Per chi come me lavora sul web, Google è un po' il "monopolista per eccellenza" cui dar conto, il tiranno indiscusso che regola indirettamente ogni strategia di web-marketing, posizionamento, e perfino la progettazione di un sito web.
Da anni ormai sul web non si muove foglia che Google non voglia.
Google negli USA indirizza oltre il 60% del traffico web, mentre il suo diretto competitor, Yahoo!, è sotto il 20%. Forte di questa leadership, Google da solo raccoglie quasi l'80% degli investimenti pubblicitari su internet.
Per questa ragione, forse, è stato particolarmente emozionante entrare nella sede di Google Italia. Ma ben presto l'ammirazione per il colosso di Mountain View si tramuta quasi in paura, in uno timore inconscio per il pericolo che tale strapotere comporta.
Tuttavia la riflessione sulla bontà o meno di Google è molto complessa, e non può esse risolta con sbrigative prese di posizione anti-monopoliste.
Innanzitutto bisogna considerare il "vantaggio dello standard".
Chiunque progetti siti internet parte dal valutare il futuro posizionamento del sito nella SERP (Search Engine Results Page) di Google. Se dovesse farlo per decine di altri motori di ricerca sarebbe un dramma!
L'utente stesso ha un vantaggio nell'usare un solo motore di ricerca: diventa uno strumento a lui noto, di cui riconosce (seppure in maniera limitatissima) la logica dietro i risultati; ciò gli permette, ad esempio, di non dover imparare alcun indirizzo internet, ma semplicemente ricordare la combinazione di parole chiave che gli restituisce, nelle prime posizioni della SERP, il sito di suo interesse.
Il nodo centrale è che la ricerca sul web pare non avere alcuna oggettività nei risultati: tutto è affidato al complesso algoritmo del Search Engine scelto, e nulla può l'utente per migliorare il processo di ricerca, se non valutare attentamente le parole da digitare per raggiungere il proprio obiettivo informativo.
Un esempio del caos che regna nell'utenza web al semplice "cambio di standard", lo si può vedere digitando "luca martino" in Google e su Bing (il nuovo motore di ricerca sviluppato da Microsoft). Con Google questo blog compare addirittura primo nella SERP, nonostante il titolo (WWT, che sta per whole world trip) non abbia attinenza diretta con le key words digitate. Utilizzando Bing, invece, non c'è traccia di questo blog, nemmeno nelle pagine successive alla prima. Quindi stesse parole chiave, ma risultati notevolmente diversi.
Le ragioni di un così discordante ranking dei due motori di ricerca per le key words costituite dal mio nome e cognome, sono molteplici, e non basterebbero mesi di studio per venirne a capo. Però questo esempio ci permette di fare una semplice constatazione: i motori di ricerca ci fanno vedere quello che vogliono.

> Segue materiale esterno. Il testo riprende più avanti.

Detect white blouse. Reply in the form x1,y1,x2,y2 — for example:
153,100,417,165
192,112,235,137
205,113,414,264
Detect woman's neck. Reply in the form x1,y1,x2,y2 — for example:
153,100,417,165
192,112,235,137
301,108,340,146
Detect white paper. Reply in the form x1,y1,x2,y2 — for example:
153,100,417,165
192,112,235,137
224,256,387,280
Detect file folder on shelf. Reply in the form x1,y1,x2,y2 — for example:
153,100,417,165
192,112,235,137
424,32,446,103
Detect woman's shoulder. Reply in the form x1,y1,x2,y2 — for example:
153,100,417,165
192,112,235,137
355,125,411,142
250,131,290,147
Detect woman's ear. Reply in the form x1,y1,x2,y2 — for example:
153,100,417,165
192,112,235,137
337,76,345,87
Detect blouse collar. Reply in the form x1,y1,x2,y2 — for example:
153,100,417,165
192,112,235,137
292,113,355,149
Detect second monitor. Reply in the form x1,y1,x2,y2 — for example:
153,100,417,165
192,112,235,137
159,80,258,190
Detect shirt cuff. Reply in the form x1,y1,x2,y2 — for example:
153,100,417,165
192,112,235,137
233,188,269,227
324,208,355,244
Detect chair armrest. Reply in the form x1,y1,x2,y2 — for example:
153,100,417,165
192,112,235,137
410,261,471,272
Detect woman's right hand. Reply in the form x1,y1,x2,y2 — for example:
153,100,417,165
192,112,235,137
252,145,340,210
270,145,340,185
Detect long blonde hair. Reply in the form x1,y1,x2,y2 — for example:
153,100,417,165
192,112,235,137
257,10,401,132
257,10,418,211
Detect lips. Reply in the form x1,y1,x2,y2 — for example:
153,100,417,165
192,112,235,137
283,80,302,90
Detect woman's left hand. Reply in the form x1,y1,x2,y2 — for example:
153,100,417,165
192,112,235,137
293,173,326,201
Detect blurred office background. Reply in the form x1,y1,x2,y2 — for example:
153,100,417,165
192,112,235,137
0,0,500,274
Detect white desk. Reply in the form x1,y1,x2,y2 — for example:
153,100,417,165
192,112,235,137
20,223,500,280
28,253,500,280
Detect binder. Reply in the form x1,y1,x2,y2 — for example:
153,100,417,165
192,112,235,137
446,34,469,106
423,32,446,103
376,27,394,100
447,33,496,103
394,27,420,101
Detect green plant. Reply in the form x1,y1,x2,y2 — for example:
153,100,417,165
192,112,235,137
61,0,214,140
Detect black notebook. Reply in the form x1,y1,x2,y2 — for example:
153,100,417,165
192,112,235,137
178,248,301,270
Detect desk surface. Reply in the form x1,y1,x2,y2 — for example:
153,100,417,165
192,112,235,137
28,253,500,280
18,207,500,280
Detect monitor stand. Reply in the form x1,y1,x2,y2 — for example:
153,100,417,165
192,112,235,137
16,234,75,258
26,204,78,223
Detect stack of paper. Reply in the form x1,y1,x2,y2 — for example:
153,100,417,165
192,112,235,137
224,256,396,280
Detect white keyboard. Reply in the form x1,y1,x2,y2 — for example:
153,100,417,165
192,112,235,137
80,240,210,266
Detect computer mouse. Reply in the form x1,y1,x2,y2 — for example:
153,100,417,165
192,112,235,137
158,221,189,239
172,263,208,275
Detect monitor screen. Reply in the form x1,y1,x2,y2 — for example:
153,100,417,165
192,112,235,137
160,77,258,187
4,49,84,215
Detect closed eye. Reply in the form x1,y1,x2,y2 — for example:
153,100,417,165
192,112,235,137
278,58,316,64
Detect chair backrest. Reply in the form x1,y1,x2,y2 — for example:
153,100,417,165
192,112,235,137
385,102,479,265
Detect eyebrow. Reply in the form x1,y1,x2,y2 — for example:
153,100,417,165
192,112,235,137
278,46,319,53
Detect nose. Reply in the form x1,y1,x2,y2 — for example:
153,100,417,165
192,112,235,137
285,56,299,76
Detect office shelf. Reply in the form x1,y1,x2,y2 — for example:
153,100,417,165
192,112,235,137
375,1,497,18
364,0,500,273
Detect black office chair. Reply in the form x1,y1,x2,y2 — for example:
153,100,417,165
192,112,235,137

In pratica non esiste alcuna garanzia che digitando delle parole chiave i search engines ci restituiscano "la realtà" presente sul web. Semmai, ci daranno "la loro realtà".
Questo vale per tutti i contenuti, non solo per i casi in cui i motori di ricerca praticano una vera e propria censura.
A proposito di censura, famoso è il caso dell'accordo di Google con il governo Cinese, che ha dato incredibili risultati, come l'oscuramento relativo alla persecuzione perpetrata ai danni del movimento spirituale pacifista "Falun Gong"; le stesse parole digitate in occidente danno un risultato, mentre con la versione cinese un altro.
Ma parlare di controllo dell'informazione non è esatto. Se Google praticasse realmente un controllo dell'informazione perderebbe credibilità e nel giro di poco tempo sarebbe sostituito con altri search engines.
Tuttavia quello che l'utente dovrebbe sempre tenere ben presente facendo navigazione libera tramite i motori di ricerca è che i risultati sono sempre parziali e non rispecchiano necessariamente la realtà. Possiamo senz'altro dire che c'è una stretta correlazione tra il mondo reale e quello rappresentato per immagini e testi dal web, tuttavia questa relazione è talvolta labile, e talvolta non veritiera. Spesso a questo problema di non corrispondenza tra web-reality e reality, si aggiunge il fatto che affidiamo la ricerca causale, logica, intellettuale e culturale ai motori di ricerca, mentre dovrebbe restare un'azione esclusivamente sotto il controllo della nostra intelligenza e voglia di Verità.
Ad ogni domanda, Google ci darebbe sempre e solo la sua verità. Estremamente relativa.